The bogus backlash against Montgomery County’s minimum-wage report

Original Article:

  • Author: Michael Saltsman

  • Publication Date: August 2017

  • Newspaper: The Washington Post

  • Topics: Minimum Wage

A new report finding substantial job loss from a proposed $15 minimum wage in Montgomery County has drawn scorn rather than self-reflection from the policy’s supporters.

The backlash came primarily from the proposal’s champion, County Council member Marc Elrich (D-At Large), who was none too pleased to see a neutral third party identify the negative consequences. “It’s not a valid study,” he huffed in an interview with The Post. The Montgomery County report was conducted by Philadelphia-based consultancy PFM, which has performed work for both Democratic- and Republican-controlled states and other localities. PFM surveyed employers in the county to estimate their reactions should a $15 minimum be enacted. Based on these responses, PFM estimated that roughly 45,000 jobs would be lost in the county by 2022.

Every research design has potential flaws; in this case, some businesses surveyed by PFM might overstate the policy’s harm — just as union-commissioned surveys of employees might overstate complaints about working conditions. The consultancy gave a boost to its critics a few days ago when it informed the county it had inadvertently omitted some employer responses. In its forthcoming study revision, predicted job losses are expected to be closer to 20,000.
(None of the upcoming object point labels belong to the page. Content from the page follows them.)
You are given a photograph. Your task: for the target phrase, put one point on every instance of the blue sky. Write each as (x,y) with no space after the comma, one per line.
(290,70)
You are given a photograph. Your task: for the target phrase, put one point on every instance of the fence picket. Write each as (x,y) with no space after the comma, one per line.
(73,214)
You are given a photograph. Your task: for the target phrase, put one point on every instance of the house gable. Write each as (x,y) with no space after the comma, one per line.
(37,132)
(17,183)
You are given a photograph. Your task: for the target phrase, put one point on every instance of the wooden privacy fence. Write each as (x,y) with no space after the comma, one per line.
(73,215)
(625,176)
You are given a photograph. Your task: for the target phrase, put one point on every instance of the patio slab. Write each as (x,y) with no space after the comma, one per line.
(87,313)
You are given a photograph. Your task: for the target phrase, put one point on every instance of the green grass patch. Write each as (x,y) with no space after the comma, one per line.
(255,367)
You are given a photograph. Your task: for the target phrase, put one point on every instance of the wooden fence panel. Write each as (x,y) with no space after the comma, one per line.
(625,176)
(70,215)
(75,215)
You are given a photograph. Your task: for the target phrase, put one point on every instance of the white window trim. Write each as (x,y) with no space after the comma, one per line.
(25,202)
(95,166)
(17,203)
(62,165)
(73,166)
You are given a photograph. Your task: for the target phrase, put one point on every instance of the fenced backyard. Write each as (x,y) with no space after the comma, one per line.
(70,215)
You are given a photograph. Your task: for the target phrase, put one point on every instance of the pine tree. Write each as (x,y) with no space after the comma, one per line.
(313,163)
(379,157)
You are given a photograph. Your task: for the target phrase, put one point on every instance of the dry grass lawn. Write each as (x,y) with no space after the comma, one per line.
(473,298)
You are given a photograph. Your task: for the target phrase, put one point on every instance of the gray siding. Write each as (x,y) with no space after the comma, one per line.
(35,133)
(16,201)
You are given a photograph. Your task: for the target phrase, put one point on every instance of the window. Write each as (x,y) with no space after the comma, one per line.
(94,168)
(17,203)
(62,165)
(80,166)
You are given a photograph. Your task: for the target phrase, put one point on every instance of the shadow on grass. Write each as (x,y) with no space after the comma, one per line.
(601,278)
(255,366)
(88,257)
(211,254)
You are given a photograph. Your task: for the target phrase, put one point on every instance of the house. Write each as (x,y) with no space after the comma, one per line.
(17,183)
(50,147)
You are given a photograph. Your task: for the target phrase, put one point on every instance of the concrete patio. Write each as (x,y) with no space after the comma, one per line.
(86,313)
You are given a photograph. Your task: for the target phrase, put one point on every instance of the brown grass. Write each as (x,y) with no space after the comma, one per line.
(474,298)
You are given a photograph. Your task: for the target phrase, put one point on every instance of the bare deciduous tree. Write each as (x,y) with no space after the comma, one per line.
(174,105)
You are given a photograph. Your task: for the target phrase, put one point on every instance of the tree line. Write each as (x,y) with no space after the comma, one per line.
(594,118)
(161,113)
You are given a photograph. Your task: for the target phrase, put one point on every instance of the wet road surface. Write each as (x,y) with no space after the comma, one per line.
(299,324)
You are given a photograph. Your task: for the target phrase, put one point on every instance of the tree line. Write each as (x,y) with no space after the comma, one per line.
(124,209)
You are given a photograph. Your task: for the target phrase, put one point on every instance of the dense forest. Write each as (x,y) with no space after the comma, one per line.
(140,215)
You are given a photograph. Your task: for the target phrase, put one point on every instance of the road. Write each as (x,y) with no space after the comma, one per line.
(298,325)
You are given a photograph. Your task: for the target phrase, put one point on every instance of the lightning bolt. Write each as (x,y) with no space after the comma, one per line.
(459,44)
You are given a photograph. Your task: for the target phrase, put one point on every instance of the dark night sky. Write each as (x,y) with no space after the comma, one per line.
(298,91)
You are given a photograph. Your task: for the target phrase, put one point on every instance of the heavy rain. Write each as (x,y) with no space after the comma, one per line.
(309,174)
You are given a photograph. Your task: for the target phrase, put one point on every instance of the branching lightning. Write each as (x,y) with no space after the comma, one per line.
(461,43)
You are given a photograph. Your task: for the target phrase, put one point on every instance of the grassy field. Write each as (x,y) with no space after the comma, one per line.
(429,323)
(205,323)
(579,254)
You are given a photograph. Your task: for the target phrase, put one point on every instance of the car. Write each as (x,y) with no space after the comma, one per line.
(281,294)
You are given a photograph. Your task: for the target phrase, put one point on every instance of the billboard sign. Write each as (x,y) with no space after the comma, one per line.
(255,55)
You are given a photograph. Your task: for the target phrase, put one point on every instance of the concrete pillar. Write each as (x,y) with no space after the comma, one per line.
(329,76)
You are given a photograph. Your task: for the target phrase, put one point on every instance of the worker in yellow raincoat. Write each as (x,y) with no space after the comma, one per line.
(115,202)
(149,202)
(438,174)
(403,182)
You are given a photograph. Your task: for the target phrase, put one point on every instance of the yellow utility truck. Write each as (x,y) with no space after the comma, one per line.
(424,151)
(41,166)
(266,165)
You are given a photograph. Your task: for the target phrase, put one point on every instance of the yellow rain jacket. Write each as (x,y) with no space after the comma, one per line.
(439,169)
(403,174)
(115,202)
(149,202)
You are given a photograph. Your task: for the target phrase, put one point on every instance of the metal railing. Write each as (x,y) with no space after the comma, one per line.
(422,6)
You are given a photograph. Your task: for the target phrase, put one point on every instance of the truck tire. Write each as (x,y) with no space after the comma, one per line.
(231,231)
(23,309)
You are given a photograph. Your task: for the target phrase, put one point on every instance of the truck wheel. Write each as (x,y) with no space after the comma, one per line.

PFM’s original estimate of proposed job losses is high, but an impact this large is possible. A 2015 report, based on the work of the nonpartisan Congressional Budget Office, and economists at the University of California at San Diego, on the impact of a federal $15 minimum wage estimated job losses of 3.3 million to more than 16 million. A quick calculation suggests Montgomery County could shoulder roughly 11,000 to 56,000 of those lost jobs; PFM’s original estimate and its expected revision fall in this range.

 Given the lack of a historical precedent for a $15 minimum wage it, it’s not unreasonable to think that an extreme increase would lead to extreme consequences. But even if the consequences of the policy were half as large as PFM’s original study predicts, it would still leave thousands of employees worse off.

Don’t tell that to the fighters for $15. The Economic Policy Institute, the D.C.-based research arm of the country’s largest labor unions, seized on PFM’s decision to survey employers in a commentary now clutched by PFM’s critics. The institute researcher dismissed its findings because it was based on feedback from affected business owners.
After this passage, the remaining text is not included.